Leptin as a metabolic link to multiple sclerosis.
Matarese G, Carrieri PB, Montella S, De Rosa V, La Cava A.
Laboratorio di Immunologia, Istituto di Endocrinologia e Oncologia Sperimentale, Consiglio Nazionale delle Ricerche (IEOS-CNR), Via S. Pansini 5, 80131 Napoli, Italy. firstname.lastname@example.org
Clinical and experimental data, together with epidemiological studies, have suggested that the pathogenesis of multiple sclerosis (MS) might involve factors that link the immune system with metabolic status. Moreover, recent research has shown that leptin, the adipocyte-derived hormone that controls food intake and metabolism, can promote experimental autoimmune encephalomyelitis, an animal model of MS. In patients with MS, the association of leptin with disease activity has been dissected at the molecular level, providing new mechanistic explanations for the role of this hormone in MS. Here, we review the intricate relationship between leptin and other metabolic modulators within a framework that incorporates the latest advances linking the CNS, immune tolerance and metabolic status. We also consider the translational implications of these new findings for improved management of MS.
Leptin increase in multiple sclerosis associates with reduced number of CD4+CD25+ regulatory T cells
Giuseppe Matarese*,†,‡, Pietro Biagio Carrieri§, Antonio La Cava¶, Francesco Perna∥, Veronica Sanna*,†, Veronica De Rosa*,†, Daniela Aufiero*,†, Silvia Fontana*, and Serafino Zappacosta†
Edited by Laurie H. Glimcher, Harvard School of Public Health, Boston, MA, and approved February 10, 2005 (received for review December 3, 2004)

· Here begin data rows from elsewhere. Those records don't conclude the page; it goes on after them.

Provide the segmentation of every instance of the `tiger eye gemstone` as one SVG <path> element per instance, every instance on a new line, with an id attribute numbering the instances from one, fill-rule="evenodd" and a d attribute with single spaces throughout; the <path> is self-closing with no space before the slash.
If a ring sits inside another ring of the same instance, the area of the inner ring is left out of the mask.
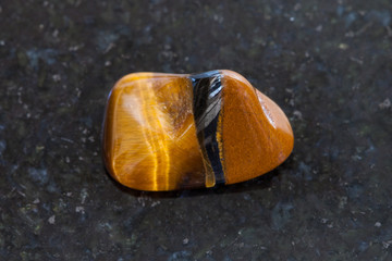
<path id="1" fill-rule="evenodd" d="M 293 142 L 283 111 L 226 70 L 126 75 L 103 123 L 108 172 L 139 190 L 247 181 L 281 164 Z"/>

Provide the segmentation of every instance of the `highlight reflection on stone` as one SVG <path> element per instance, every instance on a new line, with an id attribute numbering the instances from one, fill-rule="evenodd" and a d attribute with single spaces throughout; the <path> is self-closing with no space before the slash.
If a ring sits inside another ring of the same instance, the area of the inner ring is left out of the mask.
<path id="1" fill-rule="evenodd" d="M 244 182 L 281 164 L 293 142 L 282 110 L 226 70 L 126 75 L 103 125 L 109 173 L 140 190 Z"/>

We analyzed the serum and cerebrospinal fluid (CSF) leptin secretion and the interaction between serum leptin and CD4+CD25+ regulatory T cells (TRegs) in naïve-to-therapy relapsing-remitting multiple sclerosis (RRMS) patients. Leptin production was significantly increased in both serum and CSF of RRMS patients and correlated with IFN-γ secretion in the CSF. T cell lines against human myelin basic protein (hMBP) produced immunoreactive leptin and up-regulated the expression of the leptin receptor (ObR) after activation with hMBP. Treatment with either anti-leptin or anti-leptin-receptor neutralizing antibodies inhibited in vitro proliferation in response to hMBP. Interestingly, in the RRMS patients, an inverse correlation between serum leptin and percentage of circulating TRegs was also observed. To better analyze the finding, we enumerated TRegs in leptin-deficient (ob/ob) and leptin-receptor-deficient (db/db) mice and observed the significant increase in TRegs. Moreover, treatment of WT mice with soluble ObR fusion protein (ObR:Fc) increased the percentage of TRegs and ameliorated the clinical course and progression of disease in proteolipid protein peptide (PLP139–151)-induced relapsing-experimental autoimmune encephalomyelitis (R-EAE), an animal model of RRMS. These findings show an inverse relationship between leptin secretion and the frequency of TRegs in RRMS and may have implications for the pathogenesis of and therapy for multiple sclerosis.